Two actors attached to the various monitors will perform an “emotional score” – Mr Gee is not quite sure what it will look like yet, but it will require them to summon a series of emotions.

The music their feelings produce – “what happiness sounds like” for instance – will be performed by small robotic pianos that will also flash lights as different moods are detected. The team has chosen actors as subjects because they routinely need to manifest emotion on demand. “It will be like seeing someone expertly playing their emotions as they would play a cello,” said Ms Gee, whose first show is scheduled for Montreal next year.

Dr Macefield said the research would feed into the field of “affective computing”, which deals with machines that can understand and respond to human inputs.

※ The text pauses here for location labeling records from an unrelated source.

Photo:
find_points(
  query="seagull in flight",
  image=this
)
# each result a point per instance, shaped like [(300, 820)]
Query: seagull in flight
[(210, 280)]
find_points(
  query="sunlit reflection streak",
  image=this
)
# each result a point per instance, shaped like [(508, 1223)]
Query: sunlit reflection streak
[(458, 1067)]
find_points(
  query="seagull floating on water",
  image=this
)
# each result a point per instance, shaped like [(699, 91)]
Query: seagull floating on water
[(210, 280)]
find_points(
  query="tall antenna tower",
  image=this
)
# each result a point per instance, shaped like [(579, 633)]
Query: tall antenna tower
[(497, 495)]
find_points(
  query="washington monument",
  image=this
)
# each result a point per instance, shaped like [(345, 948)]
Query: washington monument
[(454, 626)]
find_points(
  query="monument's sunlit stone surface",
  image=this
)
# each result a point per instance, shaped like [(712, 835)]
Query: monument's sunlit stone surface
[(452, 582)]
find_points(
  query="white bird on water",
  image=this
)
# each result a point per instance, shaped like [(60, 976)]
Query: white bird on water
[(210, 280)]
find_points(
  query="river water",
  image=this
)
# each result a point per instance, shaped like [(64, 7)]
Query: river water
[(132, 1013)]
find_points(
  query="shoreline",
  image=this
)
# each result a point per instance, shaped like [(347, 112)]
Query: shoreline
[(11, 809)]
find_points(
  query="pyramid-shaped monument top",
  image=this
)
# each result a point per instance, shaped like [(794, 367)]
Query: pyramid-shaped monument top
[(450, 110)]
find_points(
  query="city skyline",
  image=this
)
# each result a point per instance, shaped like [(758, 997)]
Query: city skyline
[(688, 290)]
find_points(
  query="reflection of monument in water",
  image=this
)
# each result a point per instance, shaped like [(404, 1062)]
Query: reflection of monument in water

Computers that can connect directly to the brain, allowing users to search for information simply by thinking about it, are currently in development and Dr Macefield said he was interested in how machines could help people.

Many mental illnesses and disorders are associated with heightened or blunted emotional responses and Dr Macefield said technology could have therapeutic benefits.

Children with autism disorders, for example, struggled to understand the emotions of others or to express themselves, and Dr Macefield said Ms Gee’s robotic technology could be used to teach them how to identify feelings by externalising and exaggerating them into forms like music.

“It may well be that by amplifying people’s emotions they can read them better,” he said.